11) "Medicare Bed Days" means, for each hospital, the sum of the number of days that each bed was occupied by a patient who was covered by Title XVIII of the Social Security Act, excluding days attributable to the routine services provided to persons receiving skilled or intermediate long term care services.

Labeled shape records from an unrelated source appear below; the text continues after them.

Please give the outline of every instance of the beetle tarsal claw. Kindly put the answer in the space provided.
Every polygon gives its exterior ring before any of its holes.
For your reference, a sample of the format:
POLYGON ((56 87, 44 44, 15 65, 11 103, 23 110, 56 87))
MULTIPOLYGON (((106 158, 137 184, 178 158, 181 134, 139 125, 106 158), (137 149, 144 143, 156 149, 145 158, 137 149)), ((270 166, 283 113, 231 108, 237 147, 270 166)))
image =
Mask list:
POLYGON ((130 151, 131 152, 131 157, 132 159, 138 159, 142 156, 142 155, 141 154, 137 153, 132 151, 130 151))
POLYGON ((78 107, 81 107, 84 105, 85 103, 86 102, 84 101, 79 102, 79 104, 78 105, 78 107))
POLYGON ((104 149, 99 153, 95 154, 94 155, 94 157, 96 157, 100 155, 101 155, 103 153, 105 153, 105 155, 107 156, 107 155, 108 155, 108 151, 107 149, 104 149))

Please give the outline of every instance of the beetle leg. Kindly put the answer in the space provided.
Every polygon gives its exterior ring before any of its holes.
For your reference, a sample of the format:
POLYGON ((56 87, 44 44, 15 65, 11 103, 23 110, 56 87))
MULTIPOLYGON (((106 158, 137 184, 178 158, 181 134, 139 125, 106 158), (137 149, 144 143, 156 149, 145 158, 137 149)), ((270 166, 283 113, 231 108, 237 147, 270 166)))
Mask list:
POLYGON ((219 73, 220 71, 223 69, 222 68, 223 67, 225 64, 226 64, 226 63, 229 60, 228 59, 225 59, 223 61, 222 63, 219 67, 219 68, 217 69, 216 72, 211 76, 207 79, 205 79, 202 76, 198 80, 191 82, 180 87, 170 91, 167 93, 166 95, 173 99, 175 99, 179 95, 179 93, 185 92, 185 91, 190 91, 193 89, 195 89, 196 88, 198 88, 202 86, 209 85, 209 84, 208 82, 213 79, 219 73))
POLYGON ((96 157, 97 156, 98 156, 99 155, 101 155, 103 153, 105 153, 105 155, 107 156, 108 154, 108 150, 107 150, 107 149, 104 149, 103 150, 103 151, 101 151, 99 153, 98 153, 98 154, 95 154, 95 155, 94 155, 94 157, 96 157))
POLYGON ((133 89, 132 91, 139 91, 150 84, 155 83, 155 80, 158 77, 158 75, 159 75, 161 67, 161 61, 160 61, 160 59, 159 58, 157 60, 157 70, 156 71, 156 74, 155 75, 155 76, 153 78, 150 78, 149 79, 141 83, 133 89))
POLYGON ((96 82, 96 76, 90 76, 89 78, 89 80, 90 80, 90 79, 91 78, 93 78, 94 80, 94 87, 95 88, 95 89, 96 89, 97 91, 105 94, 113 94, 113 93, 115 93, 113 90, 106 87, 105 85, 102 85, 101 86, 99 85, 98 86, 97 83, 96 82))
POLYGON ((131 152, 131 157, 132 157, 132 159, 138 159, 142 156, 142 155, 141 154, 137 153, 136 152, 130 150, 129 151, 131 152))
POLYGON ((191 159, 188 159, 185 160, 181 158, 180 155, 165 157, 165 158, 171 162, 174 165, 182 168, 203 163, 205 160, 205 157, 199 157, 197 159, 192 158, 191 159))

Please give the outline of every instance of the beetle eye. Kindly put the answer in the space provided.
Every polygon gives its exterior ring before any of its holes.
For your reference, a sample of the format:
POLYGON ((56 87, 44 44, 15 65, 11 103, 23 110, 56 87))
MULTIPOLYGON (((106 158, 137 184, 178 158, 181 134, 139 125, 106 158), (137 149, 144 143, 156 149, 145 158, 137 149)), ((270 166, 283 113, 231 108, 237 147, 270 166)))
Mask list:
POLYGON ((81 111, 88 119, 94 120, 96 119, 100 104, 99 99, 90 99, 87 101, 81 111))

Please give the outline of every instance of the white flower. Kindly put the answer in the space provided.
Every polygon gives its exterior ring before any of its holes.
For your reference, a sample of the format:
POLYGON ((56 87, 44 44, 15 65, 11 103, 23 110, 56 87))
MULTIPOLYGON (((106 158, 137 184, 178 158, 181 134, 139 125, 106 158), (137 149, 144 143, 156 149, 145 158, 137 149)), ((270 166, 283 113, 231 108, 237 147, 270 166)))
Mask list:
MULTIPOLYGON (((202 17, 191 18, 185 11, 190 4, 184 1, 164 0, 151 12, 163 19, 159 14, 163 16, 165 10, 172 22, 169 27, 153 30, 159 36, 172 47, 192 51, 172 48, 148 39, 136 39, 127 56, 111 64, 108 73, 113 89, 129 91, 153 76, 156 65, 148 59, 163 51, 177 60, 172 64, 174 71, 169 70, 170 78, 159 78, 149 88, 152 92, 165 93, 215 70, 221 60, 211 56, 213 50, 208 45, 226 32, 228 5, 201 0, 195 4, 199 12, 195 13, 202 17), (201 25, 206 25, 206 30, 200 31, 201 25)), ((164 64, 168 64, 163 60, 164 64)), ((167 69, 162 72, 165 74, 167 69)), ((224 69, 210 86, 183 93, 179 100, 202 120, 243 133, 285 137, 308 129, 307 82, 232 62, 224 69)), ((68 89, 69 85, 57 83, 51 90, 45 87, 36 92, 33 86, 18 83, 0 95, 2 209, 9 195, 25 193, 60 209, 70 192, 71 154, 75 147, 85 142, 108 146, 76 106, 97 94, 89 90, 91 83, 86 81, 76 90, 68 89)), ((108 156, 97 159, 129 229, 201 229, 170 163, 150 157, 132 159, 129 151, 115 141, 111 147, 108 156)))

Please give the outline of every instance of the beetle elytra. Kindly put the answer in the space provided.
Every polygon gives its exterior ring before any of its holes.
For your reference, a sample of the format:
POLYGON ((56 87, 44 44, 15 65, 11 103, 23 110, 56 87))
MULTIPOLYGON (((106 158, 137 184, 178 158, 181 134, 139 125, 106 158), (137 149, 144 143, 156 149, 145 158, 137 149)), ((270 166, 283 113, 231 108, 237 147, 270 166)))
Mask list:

Medicare bed days shall be computed separately for each hospital operated or maintained by a hospital provider.
12) "Medicare Gross Inpatient Revenue" means the sum of the following:
A) The sum of the following lines from the HCRIS Worksheet D-4, Column 2 (excluding the Medicare gross revenue attributable to the routine services provided to patients in a psychiatric hospital, a rehabilitation hospital, a distinct part psychiatric unit, a distinct part rehabilitation unit or swing beds):
i) Line 25: Adults and Pediatrics.
ii) Line 26: Intensive Care Unit.
iii) Line 27: Coronary Care Unit.
iv) Line 28: Burn Intensive Care Unit.
v) Line 29: Surgical Intensive Care Unit.
vi) Line 30: Other Special Care Unit.
B) From Worksheet D-4, Column 2, the amount from Line 103 less the sum of Lines 60, 63, 64, 66, 67 and 68 (and any subset lines of these lines).
C) The amount from Worksheet D-6, Part 3, Column 3, Line 53.
13) "Medicare Gross Outpatient Revenue" means the amount from the HCRIS Worksheet D, Part V, Line 101, Columns 5, 5.01, 5.02, 5.03 and 5.04 less the sum of Lines 45, 60, 63, 64, 65, 66 and 67 (and any subset lines of these lines).
14) "Occupied Bed Days" means the sum of the number of days that each bed was occupied by a patient for all beds, excluding beds classified as long term care beds and assessed a licensed bed fee during calendar year 2001. Occupied bed days shall be computed separately for each hospital operated or maintained by a hospital provider.
15) "Outpatient Gross Revenue" (prior to State fiscal year 2019 from Medicare 2552-96 cost reports) means, for each hospital, its total gross charges attributed to outpatient services as reported on the Medicare cost report at Worksheet C, Part I, Column 7, Line 101 less the sum of lines 45, 60, 63, 64, 65, 66, 67 and 68 (and any subset lines of these lines).
16) "Outpatient Gross Revenue" (for State fiscal year 2019 and thereafter from Medicare 2552-10 cost reports) means, for each hospital, its total gross charges attributed to outpatient services as reported on the Medicare cost report at Worksheet C, Part I, Column 7, Line 200 less the sum of lines 61, 90, 94, 95, 96, 97, 99, 100, 101, 115, 116, and 117 (and any subset lines of these lines).